En términos humanistas, podría criticarse el accionar de Putin, quien antepone objetivos geopolíticos o electoralistas al drama gestado desde —y a pesar— Damasco, pero si su estrategia de detener al yihadismo resulta exitosa, su credibilidad mundial crecerá todavía más, incluso a expensas de la pobre imagen de su propio país.
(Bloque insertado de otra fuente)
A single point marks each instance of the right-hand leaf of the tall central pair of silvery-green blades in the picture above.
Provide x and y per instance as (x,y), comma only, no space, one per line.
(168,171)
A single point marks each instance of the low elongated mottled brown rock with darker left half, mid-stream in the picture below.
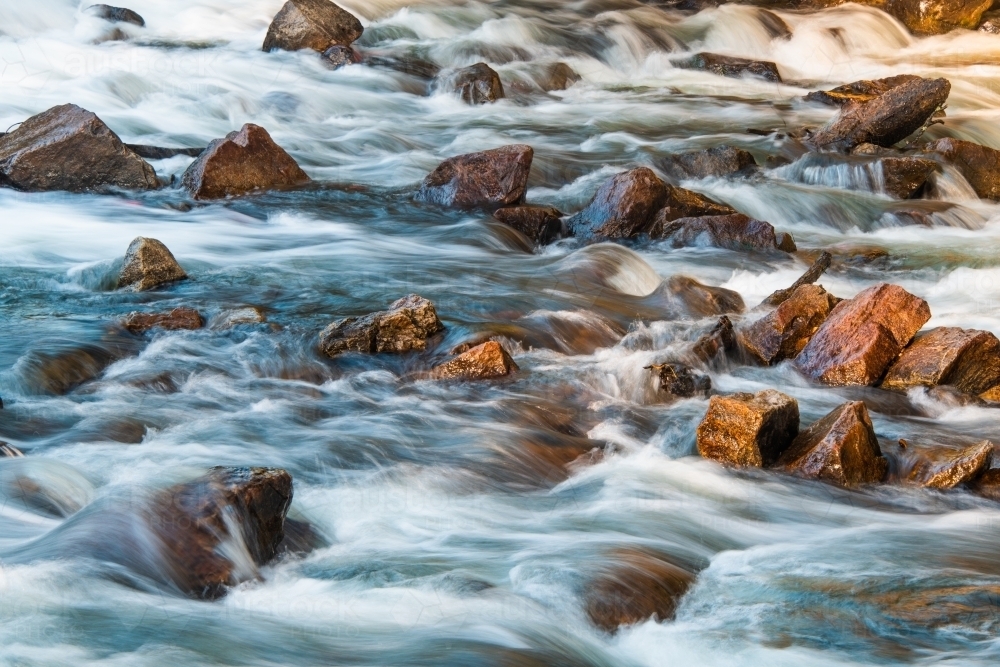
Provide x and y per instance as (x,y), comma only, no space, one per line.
(405,327)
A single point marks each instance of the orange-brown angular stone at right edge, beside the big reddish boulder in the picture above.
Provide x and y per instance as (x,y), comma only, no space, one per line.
(967,359)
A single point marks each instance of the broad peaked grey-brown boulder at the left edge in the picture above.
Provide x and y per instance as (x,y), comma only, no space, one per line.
(69,148)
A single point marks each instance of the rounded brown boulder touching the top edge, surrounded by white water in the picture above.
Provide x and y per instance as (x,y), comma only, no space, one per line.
(311,24)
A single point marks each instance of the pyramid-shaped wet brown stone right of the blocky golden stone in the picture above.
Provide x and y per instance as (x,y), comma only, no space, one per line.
(840,448)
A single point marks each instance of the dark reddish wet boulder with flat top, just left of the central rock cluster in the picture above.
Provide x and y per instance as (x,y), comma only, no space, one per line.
(489,179)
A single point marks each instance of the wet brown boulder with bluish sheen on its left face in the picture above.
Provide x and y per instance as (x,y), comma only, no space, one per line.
(623,208)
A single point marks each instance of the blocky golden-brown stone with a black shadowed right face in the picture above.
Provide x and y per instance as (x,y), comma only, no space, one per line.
(748,429)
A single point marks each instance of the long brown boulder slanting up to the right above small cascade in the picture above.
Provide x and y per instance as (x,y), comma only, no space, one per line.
(886,119)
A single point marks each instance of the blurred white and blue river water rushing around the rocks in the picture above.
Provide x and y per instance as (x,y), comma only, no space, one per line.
(457,534)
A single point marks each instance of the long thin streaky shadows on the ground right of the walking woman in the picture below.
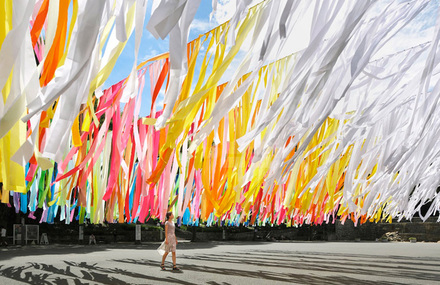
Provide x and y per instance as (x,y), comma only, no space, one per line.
(345,264)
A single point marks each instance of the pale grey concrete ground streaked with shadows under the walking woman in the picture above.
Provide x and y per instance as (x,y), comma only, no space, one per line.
(225,263)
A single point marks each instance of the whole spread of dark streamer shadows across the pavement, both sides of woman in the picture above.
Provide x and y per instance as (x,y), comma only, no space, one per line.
(266,265)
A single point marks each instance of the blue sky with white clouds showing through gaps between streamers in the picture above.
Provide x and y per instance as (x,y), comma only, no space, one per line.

A diferencia de Obama, abrumado por sus contradicciones y las de su propia sociedad, a medio camino entre las preocupaciones humanistas, las ínfulas imperiales moralistas y el cambio demográfico, el ajedrecista Putin, nostálgico del orden internacional posnapoleónico de 1815, concertado y multipolar, no trepida en aprovechar las oportunidades para salvar al Estado ruso y volver a un statu quo mucho más previsible y beneficioso para sus intereses que el actual tembladeral, al cual condujo la primacía excluyente norteamericana, con terribles efectos humanitarios que asolan a media Europa.
Como se acaba de percibir, no hay soluciones fáciles en este mundo en transición. Puede lamentarse la ausencia de ideologías como otrora pero, al menos, tampoco hay ilusiones utopistas ni expectativas desmesuradas como en 1992. Los líderes que sepan anticipar crisis como la siria o la ucraniana, resolubles previamente con una inteligencia que finalmente faltó, escasean, a pesar de que muchos altos dirigentes sentados en los estrados de la ONU esta semana tienen el título de tales, excepto, tal vez, el papa Francisco. Sobran los decisores lentos de reflejos, que actúan a posteriori, con los hechos consumados, como el presidente francés François Hollande o la canciller germánica Ángela Merkel, que no deja de apagar los incendios que le provoca Washington por doquier, sin provocar jamás su rebeldía. Ellos mismos fueron cómplices de los dictadores asiáticos o africanos que hoy vituperan o desprecian. Como expresó con singular crudeza un niño refugiado sirio frente a las cámaras de televisión hace unas semanas: “Estamos aquí porque nuestro país está en guerra. Ahora ayuden a parar la guerra”. Es, ni más ni menos, lo que intenta Putin con sus propios métodos (fríos y descarnados), tal vez similares a los empleados hace años en la escuela de Beslan o en el teatro Dubrovka de Moscú. Ante la ineficacia y la hipocresía occidental sobre el mundo árabe en esta última década, bien cabe darle una chance a la emergente Rusia, aunque no esperemos moralidad ni clemencia, porque puede que ya resulte tarde para ello.